Michael Borenstein/The Middlebury Campus
MIDDLEBURY – Over the past five months Dana Hart, the new director of the Ilsley Public Library, met with 14 focus groups on a “Tell Me!” tour to explore various ways Ilsley can better meet the needs of the Middlebury community. She introduced some of her findings at an event at the library on Wednesday.
Hart outlined five separate goals that align with the aspirations of the focus group participants’ communities. These goals include building a vibrant downtown, creating intergenerational gatherings, filling in the gaps for underserved populations, making Middlebury more affordable and increasing connections.
In pursuit of these goals, Ilsley plans to expand on the programs it already offers. The library will focus on adding new performances and cultural experiences as well as increasing accessibility for non-residents. Participants at the meeting expressed concern that the library neglected to properly inform people from surrounding towns of important events and should focus on reaching out to other Front Porch Forums and increasing the promotional aspect of library events. “I didn’t even know these focus groups were happening,” said one resident, “but if I had, I would have come.” Hart noted that other participants of the focus group shared similar concerns. He committed to broadening the library’s marketing in the hopes of making Middlebury a hub for people in the surrounding areas who might come for events at the library and then spend time in town.
The library is already a prominent feature of downtown Middlebury. Last year, it served over 168,000 patrons from a variety of demographics. Residents explained that they “always bring grandkids to the library,” but also complained that they “sometimes forget we live in a college town — I never see any college kids!” However, the library will now be consciously targeting college students, 20- and 30-year-olds, in an effort to reach all members of the community effectively. One of the strategies for doing so is to create space for spontaneous gathering. With the closing of Carol’s and a lack of other study spots for students off-campus, the library could prove a useful alternative for those who want to get off campus but don’t necessarily want to go too far. Hart spoke of wanting “the library to become a hearth, a gathering place for people to come and work and connect with the community.”
Hart is also hoping to provide a place at the library for teens. A visit to the Addison County Teen Center revealed that many teens who do not participate in sports hoped the library could offer programs and opportunities for them to connect with others their age.
The civic-minded purpose of the library plays well into its pursuit of making Middlebury more affordable. The library will be starting its homelessness services, early job training opportunities and childhood literacy programs in the hopes of helping people who might not otherwise be reached by such services. They are also diversifying their items in circulation beyond books and videos to include a projector, membership cards to the Maker Space at Hannaford Career Center, snowshoes, a telescope and ukuleles. They are also looking to include tools and cooking equipment.

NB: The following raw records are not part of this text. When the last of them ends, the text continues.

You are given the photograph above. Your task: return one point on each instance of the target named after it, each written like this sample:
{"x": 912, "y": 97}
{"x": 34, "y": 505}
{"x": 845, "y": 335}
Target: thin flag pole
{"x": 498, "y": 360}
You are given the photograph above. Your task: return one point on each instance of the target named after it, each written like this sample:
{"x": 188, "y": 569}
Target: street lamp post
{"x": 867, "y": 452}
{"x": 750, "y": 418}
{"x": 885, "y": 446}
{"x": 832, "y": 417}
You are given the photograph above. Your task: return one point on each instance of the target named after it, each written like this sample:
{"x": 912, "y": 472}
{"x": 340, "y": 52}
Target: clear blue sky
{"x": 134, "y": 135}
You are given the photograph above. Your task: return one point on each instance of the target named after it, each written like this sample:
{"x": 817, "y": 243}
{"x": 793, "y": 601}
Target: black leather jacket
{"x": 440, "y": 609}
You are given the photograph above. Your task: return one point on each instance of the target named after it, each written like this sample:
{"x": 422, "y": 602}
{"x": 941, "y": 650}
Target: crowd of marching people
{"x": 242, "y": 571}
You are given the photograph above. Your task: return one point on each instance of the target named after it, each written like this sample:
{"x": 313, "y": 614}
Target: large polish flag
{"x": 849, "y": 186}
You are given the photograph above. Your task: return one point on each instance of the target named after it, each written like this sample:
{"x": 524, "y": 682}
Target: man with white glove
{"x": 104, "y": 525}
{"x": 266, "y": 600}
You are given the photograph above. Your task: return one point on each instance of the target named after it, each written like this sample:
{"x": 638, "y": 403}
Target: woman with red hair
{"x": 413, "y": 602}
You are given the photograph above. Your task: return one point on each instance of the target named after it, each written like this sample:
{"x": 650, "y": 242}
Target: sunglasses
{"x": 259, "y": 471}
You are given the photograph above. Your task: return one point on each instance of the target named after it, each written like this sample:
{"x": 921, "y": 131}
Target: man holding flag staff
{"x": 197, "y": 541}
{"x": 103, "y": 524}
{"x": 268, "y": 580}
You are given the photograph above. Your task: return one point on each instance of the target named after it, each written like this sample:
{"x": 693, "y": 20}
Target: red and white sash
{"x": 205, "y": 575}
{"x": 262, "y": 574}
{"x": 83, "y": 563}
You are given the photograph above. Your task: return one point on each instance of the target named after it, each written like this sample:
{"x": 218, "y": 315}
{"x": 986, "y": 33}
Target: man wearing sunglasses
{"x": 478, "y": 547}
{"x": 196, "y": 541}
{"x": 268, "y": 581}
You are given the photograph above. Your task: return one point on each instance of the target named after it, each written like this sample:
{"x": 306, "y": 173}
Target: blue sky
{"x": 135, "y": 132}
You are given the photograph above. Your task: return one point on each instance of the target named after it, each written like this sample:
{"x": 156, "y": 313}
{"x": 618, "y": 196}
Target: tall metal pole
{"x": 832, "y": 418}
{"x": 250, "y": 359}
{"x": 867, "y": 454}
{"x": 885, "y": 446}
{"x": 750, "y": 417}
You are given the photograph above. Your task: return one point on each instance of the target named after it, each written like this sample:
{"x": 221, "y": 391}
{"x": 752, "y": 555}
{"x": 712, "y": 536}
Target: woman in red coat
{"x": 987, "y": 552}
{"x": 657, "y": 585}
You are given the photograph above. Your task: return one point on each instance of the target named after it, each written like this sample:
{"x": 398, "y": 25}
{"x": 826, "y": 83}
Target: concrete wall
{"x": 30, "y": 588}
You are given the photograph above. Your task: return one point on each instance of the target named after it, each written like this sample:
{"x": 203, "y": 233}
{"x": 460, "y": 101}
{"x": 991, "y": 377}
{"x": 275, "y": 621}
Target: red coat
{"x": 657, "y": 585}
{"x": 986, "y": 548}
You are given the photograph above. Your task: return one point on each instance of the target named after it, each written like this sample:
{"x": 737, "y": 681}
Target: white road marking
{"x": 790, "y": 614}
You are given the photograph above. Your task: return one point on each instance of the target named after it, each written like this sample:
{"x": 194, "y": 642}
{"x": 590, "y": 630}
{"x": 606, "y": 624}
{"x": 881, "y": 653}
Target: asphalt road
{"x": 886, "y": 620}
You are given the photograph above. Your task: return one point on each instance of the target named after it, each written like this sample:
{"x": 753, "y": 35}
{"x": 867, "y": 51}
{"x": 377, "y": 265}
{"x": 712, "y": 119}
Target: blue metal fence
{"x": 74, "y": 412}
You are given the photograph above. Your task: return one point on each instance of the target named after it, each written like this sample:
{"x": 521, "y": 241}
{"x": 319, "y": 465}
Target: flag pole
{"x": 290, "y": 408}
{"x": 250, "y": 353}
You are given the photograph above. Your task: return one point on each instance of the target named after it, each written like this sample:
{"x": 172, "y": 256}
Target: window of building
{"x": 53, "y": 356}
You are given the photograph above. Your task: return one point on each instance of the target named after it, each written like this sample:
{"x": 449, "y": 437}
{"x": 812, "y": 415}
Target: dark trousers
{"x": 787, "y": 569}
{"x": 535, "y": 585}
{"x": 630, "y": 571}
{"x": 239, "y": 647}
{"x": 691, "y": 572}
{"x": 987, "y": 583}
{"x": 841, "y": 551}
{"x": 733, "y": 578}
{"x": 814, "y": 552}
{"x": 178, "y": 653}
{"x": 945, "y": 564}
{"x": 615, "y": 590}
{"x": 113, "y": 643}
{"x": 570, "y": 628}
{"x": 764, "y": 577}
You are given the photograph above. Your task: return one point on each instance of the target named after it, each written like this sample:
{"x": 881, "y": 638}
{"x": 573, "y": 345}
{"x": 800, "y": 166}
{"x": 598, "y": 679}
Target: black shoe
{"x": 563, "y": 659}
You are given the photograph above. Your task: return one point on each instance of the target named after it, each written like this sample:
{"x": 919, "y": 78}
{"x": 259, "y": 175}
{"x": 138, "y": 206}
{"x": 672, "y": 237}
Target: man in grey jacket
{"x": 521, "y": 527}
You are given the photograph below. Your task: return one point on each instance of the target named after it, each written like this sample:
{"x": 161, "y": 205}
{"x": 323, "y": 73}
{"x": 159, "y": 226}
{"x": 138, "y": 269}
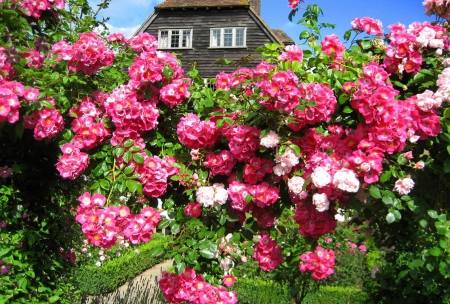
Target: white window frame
{"x": 170, "y": 34}
{"x": 213, "y": 43}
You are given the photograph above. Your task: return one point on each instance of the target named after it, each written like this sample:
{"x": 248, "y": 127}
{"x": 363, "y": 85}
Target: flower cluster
{"x": 404, "y": 52}
{"x": 87, "y": 55}
{"x": 193, "y": 209}
{"x": 46, "y": 122}
{"x": 6, "y": 68}
{"x": 10, "y": 91}
{"x": 102, "y": 226}
{"x": 368, "y": 25}
{"x": 34, "y": 58}
{"x": 320, "y": 263}
{"x": 35, "y": 8}
{"x": 404, "y": 186}
{"x": 72, "y": 162}
{"x": 90, "y": 132}
{"x": 191, "y": 287}
{"x": 214, "y": 195}
{"x": 438, "y": 7}
{"x": 267, "y": 253}
{"x": 196, "y": 134}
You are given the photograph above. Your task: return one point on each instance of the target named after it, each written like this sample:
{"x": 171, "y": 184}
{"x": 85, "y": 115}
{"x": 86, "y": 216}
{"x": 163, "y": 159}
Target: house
{"x": 203, "y": 31}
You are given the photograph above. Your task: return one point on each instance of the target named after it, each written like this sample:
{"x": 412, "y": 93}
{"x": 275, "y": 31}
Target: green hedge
{"x": 257, "y": 291}
{"x": 93, "y": 280}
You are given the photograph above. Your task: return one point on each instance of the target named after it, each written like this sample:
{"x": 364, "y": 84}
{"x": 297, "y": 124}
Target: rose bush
{"x": 314, "y": 131}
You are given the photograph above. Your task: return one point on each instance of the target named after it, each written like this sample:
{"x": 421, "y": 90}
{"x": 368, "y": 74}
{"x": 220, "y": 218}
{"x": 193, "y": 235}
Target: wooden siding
{"x": 201, "y": 21}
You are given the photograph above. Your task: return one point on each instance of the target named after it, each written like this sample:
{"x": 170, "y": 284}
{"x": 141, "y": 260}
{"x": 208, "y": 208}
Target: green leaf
{"x": 138, "y": 158}
{"x": 385, "y": 176}
{"x": 128, "y": 143}
{"x": 128, "y": 170}
{"x": 387, "y": 200}
{"x": 347, "y": 110}
{"x": 157, "y": 251}
{"x": 19, "y": 128}
{"x": 347, "y": 35}
{"x": 132, "y": 185}
{"x": 423, "y": 223}
{"x": 416, "y": 263}
{"x": 127, "y": 157}
{"x": 207, "y": 253}
{"x": 432, "y": 213}
{"x": 175, "y": 227}
{"x": 375, "y": 192}
{"x": 402, "y": 274}
{"x": 119, "y": 151}
{"x": 444, "y": 269}
{"x": 105, "y": 184}
{"x": 390, "y": 218}
{"x": 435, "y": 251}
{"x": 295, "y": 148}
{"x": 5, "y": 251}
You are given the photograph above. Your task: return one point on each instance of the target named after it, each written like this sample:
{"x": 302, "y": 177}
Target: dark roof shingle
{"x": 201, "y": 3}
{"x": 282, "y": 36}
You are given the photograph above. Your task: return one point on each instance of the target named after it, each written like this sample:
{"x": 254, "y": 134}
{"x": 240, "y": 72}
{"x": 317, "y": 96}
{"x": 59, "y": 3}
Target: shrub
{"x": 252, "y": 291}
{"x": 336, "y": 295}
{"x": 93, "y": 280}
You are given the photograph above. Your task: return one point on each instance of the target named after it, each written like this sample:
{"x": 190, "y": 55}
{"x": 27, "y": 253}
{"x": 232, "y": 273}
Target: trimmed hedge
{"x": 257, "y": 291}
{"x": 93, "y": 280}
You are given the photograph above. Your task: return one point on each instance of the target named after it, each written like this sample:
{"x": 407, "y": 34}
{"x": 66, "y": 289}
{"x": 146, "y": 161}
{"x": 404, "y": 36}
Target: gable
{"x": 199, "y": 22}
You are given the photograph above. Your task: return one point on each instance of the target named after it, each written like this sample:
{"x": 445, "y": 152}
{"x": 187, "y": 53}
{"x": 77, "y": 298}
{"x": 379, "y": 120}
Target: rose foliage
{"x": 318, "y": 130}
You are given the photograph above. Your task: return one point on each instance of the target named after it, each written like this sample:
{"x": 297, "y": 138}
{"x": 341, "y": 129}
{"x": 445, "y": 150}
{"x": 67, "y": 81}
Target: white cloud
{"x": 127, "y": 31}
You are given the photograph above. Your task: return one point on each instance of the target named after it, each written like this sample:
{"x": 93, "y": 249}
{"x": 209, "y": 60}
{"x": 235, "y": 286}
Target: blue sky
{"x": 126, "y": 16}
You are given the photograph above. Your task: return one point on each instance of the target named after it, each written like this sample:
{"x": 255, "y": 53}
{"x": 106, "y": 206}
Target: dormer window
{"x": 228, "y": 37}
{"x": 175, "y": 38}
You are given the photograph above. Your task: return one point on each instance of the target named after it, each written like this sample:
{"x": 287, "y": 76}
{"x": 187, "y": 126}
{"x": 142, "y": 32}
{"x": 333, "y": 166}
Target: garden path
{"x": 141, "y": 289}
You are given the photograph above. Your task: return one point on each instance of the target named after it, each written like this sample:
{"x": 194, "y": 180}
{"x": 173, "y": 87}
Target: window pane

“If you’re cooking Thanksgiving dinner, it would be helpful to be able to check out a huge pot rather than pay for one,” Hart said, noting that the library can provide free resources for people that might otherwise be unavailable. With this expanded collection of items, the library hopes to remove some costs that families may encounter and help alleviate the financial burdens some residents may feel.
Another goal of the Tell Me! Tour was to clearly identify the community’s needs and demands for the library’s physical space, including discussion of possible renovations and updates to the library’s building. The Library Building Committee, formed by the Middlebury Selectboard in 2014, hired Gossens-Bachman, an international architecture firm to pitch a design for the new library. They received pushback, however, because residents felt they had not been included enough in the process and balked at the nearly $10 million price tag. But the library still hopes to renovate the building at some point, and many of the participants at the presentation last Wednesday expressed interest in playing active roles in the renovation. The design and building process would likely take longer to implement than many of the other planned programs, but could provide enormous benefits.
Although the Tell Me! Tour is over, the iterative process of collaboration between library and community continues. The library will be changing, updating and expanding, but one thing will remain the same: it will always be a place for everyone.